Jerome brought the issue to the Gazette after seeing the construction at the house during a walking tour he gave on Parkside in April.

“It was a real surprise,” Jerome said about the house being mostly demolished.

Several neighbors have called the Gazette to complain about the project, including Francisco Triana, who lives next door at 4 Peter Parley Road.

Triana said the project became an issue for neighbors when it first went through the zoning process three years ago. But, Triana said, they worked with the developer and thought they had come to an agreement where the historic legacy of the house would remain.
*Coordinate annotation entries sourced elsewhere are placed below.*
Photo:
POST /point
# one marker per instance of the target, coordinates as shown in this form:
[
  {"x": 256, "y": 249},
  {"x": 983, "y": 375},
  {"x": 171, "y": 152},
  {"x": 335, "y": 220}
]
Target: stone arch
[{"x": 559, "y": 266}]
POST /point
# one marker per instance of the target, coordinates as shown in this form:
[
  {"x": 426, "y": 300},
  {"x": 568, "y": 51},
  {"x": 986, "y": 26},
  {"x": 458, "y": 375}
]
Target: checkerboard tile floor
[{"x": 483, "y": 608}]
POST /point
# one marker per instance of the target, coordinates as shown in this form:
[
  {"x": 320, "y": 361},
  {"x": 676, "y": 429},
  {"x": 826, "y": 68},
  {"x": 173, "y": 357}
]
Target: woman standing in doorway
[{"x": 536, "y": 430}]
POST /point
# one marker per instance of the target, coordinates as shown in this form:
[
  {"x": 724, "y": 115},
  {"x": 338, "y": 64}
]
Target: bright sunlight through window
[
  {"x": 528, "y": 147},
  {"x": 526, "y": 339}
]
He said according to the original plan, three decks would have been added and a couple of dormers.

“I couldn’t believe it,” Triana said about the house being demolished to its present state.

According to Dave Baron, chair of the Jamaica Plain Neighborhood Council’s Zoning Committee, neighbors and the developer had come to an agreement on a plan when it was under review in 2011. But the exact nature of that plan is unclear.

Lisa Timberlake of the Inspectional Service Department (ISD) said the proposal went to the Zoning Board of Appeals (ZBA), which approved nine variances for the project. The ZBA asked the Boston Redevelopment Authority (BRA) for a design review, which it did and approved the plans, according to Timberlake and BRA spokesperson Melina Schuler.

Timberlake said ISD is “looking into the applicability of Article 85 for this project.” Article 85 means a review by the BLC on any project on a building more than 50 years of age for possible historic preservation, a step that seems not have been taken before permits were issued.

“A stop-work order may yet be issued,” said Timberlake.

BLC did not respond to a request for comment.

The name of the developer is unclear, but according to City documents, the owner is Stephen Pitrowski. A number for him could not be obtained.